Other Translations of Genesis 48:21
King James Version
21 And Israel said unto Joseph, Behold, I die: but God shall be with you, and bring you again unto the land of your fathers.
English Standard Version
21 Then Israel said to Joseph, "Behold, I am about to die, but God will be with you and will bring you again to the land of your fathers.
21 Israel then said to Joseph, "I'm about to die. God be with you and give you safe passage back to the land of your fathers.
New King James Version
21 Then Israel said to Joseph, "Behold, I am dying, but God will be with you and bring you back to the land of your fathers.
New Living Translation
21 Then Jacob said to Joseph, "Look, I am about to die, but God will be with you and will take you back to Canaan, the land of your ancestors.

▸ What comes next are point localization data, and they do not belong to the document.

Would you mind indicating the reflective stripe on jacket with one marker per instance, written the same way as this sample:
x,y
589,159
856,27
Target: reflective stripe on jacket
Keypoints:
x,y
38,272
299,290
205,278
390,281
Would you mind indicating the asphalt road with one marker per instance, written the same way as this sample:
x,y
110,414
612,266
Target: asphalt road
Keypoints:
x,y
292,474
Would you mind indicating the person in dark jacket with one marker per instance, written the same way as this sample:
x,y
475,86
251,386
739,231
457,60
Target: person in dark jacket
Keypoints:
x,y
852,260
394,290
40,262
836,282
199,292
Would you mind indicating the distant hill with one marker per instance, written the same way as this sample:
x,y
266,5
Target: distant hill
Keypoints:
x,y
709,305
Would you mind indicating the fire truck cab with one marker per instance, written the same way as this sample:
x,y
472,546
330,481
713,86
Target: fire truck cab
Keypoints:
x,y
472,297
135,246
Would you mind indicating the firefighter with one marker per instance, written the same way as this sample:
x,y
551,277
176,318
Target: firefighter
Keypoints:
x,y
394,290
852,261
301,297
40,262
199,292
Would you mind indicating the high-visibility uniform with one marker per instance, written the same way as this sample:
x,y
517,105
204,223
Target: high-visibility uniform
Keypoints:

Matthew Henry's Commentary on Genesis 48:21
Commentary on Genesis 48:8-22
(Read Genesis 48:8-22)
The two good men own God in their comforts. Joseph says, They are my sons whom God has given me. Jacob says, God hath showed me thy seed. Comforts are doubly sweet to us when we see them coming from God's hand. He not only prevents our fears, but exceeds our hopes. Jacob mentions the care the Divine providence had taken of him all his days. A great deal of hardship he had known in his time, but God kept him from the evil of his troubles. Now he was dying, he looked upon himself as redeemed from all sin and sorrow for ever. Christ, the Angel of the covenant, redeems from all evil. Deliverances from misery and dangers, by the Divine power, coming through the ransom of the blood of Christ, in Scripture are often called redemption. In blessing Joseph's sons, Jacob crossed hands. Joseph was willing to support his first-born, and would have removed his father's hands. But Jacob acted neither by mistake, nor from a partial affection to one more than the other; but from a spirit of prophecy, and by the Divine counsel. God, in bestowing blessings upon his people, gives more to some than to others, more gifts, graces, and comforts, and more of the good things of this life. He often gives most to those that are least likely. He chooses the weak things of the world; he raises the poor out of the dust. Grace observes not the order of nature, nor does God prefer those whom we think fittest to be preferred, but as it pleases him. How poor are they who have no riches but those of this world! How miserable is a death-bed to those who have no well-grounded hope of good, but dreadful apprehensions of evil, and nothing but evil for ever!